Learning to love and be kind to myself–practicing ahimsa in all of my affairs–means being willing to do what’s best for me.  Sometimes, that may mean going against the grain. Our whole society is set up for morning people. I have had it drilled into me for my entire life by my mother that I am lazy and undisciplined because I am not a morning person. I am not a lazy person, period. When my parents started going through financial difficulties when I was 15, I worked two jobs in high school and paid my own private school high school tuition so that I could go to a good school. I would sleep a maximum of three hours a night so I could study and still work and take care of my baby brother after school. I was the first person to graduate from college in my family, and I paid for it through scholarship money, loans and working three jobs. Then I worked two jobs once I got out of school. Later, I worked full-time while putting myself through nursing school (we were actually not supposed to work, period). I used to run 3 miles a day and then turn around and go straight to a Bikram class…while in nursing school! Currently I have not one, not two, but four different positions at the small company I work for. So yeah, I think I’m not so lazy. But I am NOT a morning person, and it’s OK. I’m a phlegmy, sleepy, anti-authoritarian, rebellious, independent, hardworking, very cold, night person. Maybe someday I will wake up and suddenly be a morning person, but somehow I doubt it, just like I doubt that I will wake up and suddenly be blonde and blue-eyed. Hey, I think I deserve a cookie for managing to drag myself out of bed at 6 or 7am most days.

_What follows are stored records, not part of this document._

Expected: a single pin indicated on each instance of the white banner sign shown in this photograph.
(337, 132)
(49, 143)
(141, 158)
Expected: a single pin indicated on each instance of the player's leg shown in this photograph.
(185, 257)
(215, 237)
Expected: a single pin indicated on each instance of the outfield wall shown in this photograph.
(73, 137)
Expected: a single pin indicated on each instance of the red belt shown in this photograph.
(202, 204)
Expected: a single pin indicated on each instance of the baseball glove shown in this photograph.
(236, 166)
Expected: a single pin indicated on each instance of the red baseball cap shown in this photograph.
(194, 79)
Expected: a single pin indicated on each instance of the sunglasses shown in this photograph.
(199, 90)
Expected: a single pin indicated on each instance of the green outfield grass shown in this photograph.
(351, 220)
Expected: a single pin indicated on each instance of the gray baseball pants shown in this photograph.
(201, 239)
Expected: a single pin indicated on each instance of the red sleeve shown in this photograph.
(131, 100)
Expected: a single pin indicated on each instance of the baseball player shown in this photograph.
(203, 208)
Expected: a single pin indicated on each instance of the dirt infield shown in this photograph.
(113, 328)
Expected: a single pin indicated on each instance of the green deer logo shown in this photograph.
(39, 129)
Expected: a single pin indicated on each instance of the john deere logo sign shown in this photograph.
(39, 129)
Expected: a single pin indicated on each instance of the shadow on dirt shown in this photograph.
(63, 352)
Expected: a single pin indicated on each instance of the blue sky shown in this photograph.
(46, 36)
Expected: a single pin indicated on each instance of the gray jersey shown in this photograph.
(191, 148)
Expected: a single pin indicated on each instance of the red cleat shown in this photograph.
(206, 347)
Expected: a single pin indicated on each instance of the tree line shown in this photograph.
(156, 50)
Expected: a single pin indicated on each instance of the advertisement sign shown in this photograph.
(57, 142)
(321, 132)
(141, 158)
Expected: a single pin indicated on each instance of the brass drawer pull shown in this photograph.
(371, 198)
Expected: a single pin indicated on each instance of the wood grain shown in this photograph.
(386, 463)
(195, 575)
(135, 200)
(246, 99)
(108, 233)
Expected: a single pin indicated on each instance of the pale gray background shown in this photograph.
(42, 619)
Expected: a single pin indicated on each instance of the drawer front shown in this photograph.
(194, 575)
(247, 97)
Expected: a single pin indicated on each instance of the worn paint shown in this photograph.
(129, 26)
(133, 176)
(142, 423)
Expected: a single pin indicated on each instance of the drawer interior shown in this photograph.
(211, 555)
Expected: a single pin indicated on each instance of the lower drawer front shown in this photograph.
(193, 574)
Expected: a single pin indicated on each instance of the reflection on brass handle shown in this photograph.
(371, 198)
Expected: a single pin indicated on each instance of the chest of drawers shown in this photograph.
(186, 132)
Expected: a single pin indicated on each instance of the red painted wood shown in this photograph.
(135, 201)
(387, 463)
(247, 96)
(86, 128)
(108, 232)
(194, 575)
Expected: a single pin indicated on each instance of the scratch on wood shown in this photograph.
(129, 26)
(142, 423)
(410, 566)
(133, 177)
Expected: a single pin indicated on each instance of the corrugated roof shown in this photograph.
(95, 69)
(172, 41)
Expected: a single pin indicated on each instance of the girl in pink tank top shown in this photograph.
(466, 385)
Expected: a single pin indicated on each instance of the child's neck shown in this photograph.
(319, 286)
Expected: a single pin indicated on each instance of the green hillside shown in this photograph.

I keep thinking of something I read on David Williams’ website:

“First, and foremost, I hope you can learn from me that in your practice, “If it hurts, you are doing it wrong.” Through the years, I have observed that too many people are hurting themselves and hurting others. Yoga practice can be (and should be) pleasant from the beginning to the end. What is important is the mulabandha and deep breathing. With daily practice, it is inevitable that one will become more flexible…I want to show each of you how you can do the Ashtanga Yoga series in a lifelong practice that is a totally pleasant experience. I suspect that when you first saw the practice, you said to yourself, “If I did this, it would be great for me!” So, here you are–you have observed the practice, and you want to continue it. The key is being able to continue practicing Yoga for the rest of your life. From over 30 years of observing thousands of people practicing Yoga, I have realized that those who continue are the ones who are able to figure out how to make it enjoyable. They look forward to their daily practice and nothing can keep them from finding the time to do it. It becomes one of the most pleasant parts of their day. The others, consciously, subconsciously, or unconsciously, quit practicing. It is my goal to do everything I can to inspire you to establish your Yoga practice not just for the few days we are together, but for the rest of your life.”